Recuerdo como si fuera hoy que, en 2015, antes de la posesión de Enrique Peñalosa en su segunda alcaldía, el entonces vicepresidente y ministro de Transporte, Germán Vargas L., le presentó al alcalde los primeros estudios para construir y ampliar los accesos a Bogotá: (I) la construcción y el mejoramiento de la autopista norte entre la 192 y la 245, así como la carrera Séptima entre la calle 200 y la 245, proyectos que no le gustaron a Peñalosa y que se dedicó a retrasar para nunca adjudicarlos; (II) la calle 13, que tampoco impulsó durante su alcaldía y que Claudia López ya tiene estructurada para oferta; (III) los accesos a La Calera, con conexión en la calle 170 con la perimetral Oriente de Cundinamarca y los túneles de la 153 y de la 100, este último por APP, tampoco merecieron la atención de Peñalosa; (IV) y finalmente, la Avenida José Celestino Mutis, que amplía la calle 63 para conectar la carrera Séptima con los límites del Distrito, al igual que la ampliación de la vía Cota-Suba, así como el viaducto de la Autopista Sur, tampoco merecieron la atención de Peñalosa y quedaron en nada a pesar del interés del gobierno nacional de entonces en su realización. 

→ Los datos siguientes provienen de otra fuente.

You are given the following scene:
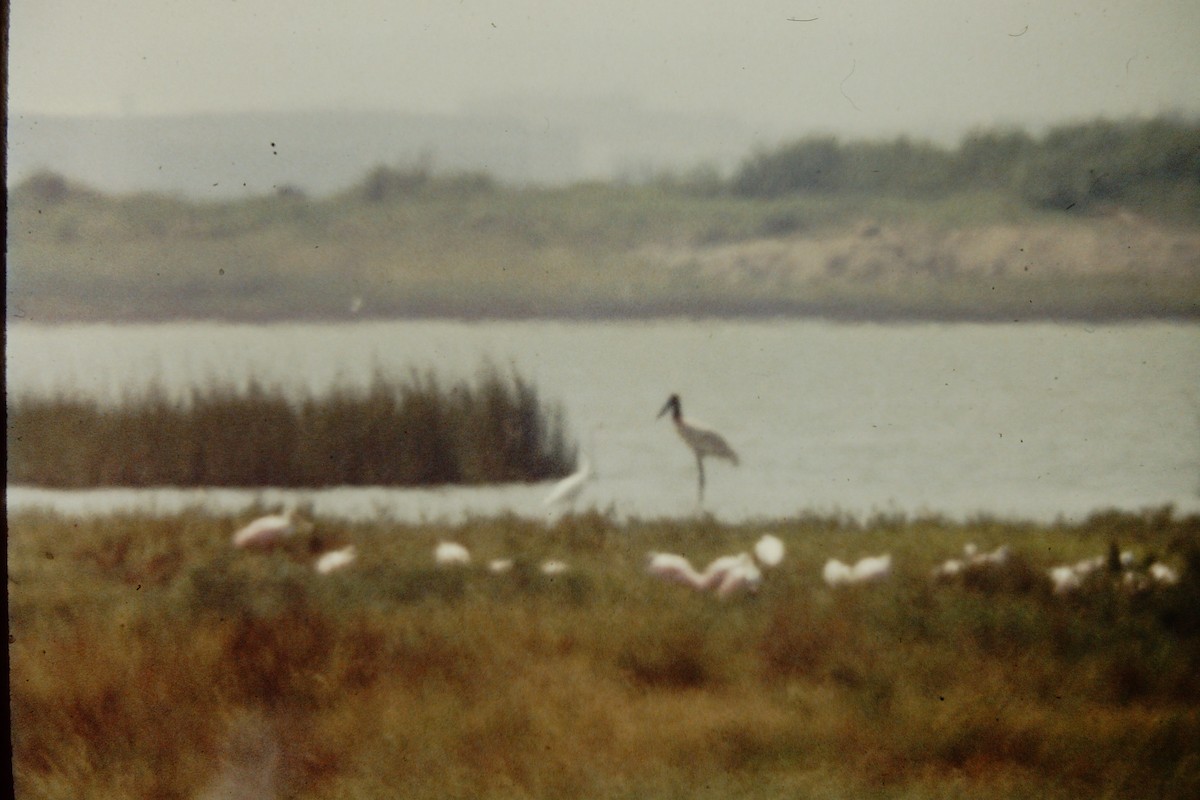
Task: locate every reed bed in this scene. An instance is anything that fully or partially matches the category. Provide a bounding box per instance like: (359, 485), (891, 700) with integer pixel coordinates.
(8, 510), (1200, 799)
(7, 367), (576, 488)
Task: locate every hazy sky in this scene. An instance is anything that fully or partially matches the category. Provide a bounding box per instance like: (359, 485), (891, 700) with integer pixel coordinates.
(8, 0), (1200, 136)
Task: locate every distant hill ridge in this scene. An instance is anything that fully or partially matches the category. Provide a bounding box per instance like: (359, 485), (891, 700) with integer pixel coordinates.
(8, 103), (754, 198)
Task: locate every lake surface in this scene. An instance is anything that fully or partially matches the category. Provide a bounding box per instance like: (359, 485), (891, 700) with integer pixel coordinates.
(6, 320), (1200, 522)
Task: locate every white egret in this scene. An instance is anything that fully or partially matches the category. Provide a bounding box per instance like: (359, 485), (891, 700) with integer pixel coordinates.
(821, 553), (892, 587)
(821, 559), (854, 587)
(931, 559), (966, 578)
(852, 554), (892, 583)
(754, 534), (784, 566)
(700, 553), (749, 589)
(716, 553), (762, 600)
(313, 545), (359, 575)
(646, 553), (704, 589)
(659, 395), (738, 503)
(1049, 566), (1084, 595)
(433, 542), (470, 566)
(541, 456), (592, 507)
(1148, 561), (1180, 587)
(233, 509), (300, 547)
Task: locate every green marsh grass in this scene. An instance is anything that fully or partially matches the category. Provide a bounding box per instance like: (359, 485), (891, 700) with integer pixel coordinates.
(8, 510), (1200, 799)
(7, 367), (576, 488)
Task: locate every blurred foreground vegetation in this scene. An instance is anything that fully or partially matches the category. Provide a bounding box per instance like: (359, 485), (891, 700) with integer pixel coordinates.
(8, 509), (1200, 800)
(6, 367), (576, 488)
(7, 118), (1200, 321)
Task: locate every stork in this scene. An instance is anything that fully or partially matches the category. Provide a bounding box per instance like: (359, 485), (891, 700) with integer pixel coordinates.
(659, 395), (738, 503)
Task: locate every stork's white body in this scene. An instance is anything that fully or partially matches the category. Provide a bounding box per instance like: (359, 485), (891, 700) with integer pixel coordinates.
(659, 395), (739, 503)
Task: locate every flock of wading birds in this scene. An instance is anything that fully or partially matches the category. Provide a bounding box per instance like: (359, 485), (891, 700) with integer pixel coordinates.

La primera alcaldía de Peñalosa en 1996 retrasó en más de treinta años la entrada en funcionamiento de la primera línea del metro; tres décadas, el mismo periodo de tiempo que emplearon los chilenos para construirle cinco líneas a Santiago. En la segunda alcaldía de Peñalosa en 2016, el ministro de Transporte Germán Vargas le propuso un plan detallado de 17 obras para construir y ampliar las vías de acceso a Bogotá, pero Peñalosa de nuevo volvió a negarles a los bogotanos esas soluciones vitales para su movilidad. 

La única obsesión de Peñalosa no ha sido otra que la de convertir a Bogotá en el conejillo de laboratorio de un sistema de buses con carril exclusivo, modelo que se dedica a vender por todo el mundo en charlas bien remuneradas por el lobby de los fabricantes de buses. Para que la venta de ese modelo sea efectiva, Peñalosa necesita demostrar su inverosímil embuste: que efectivamente existe una capital en el mundo en donde un sistema de buses hace lo mismo que un metro. Para eso necesita a Bogotá.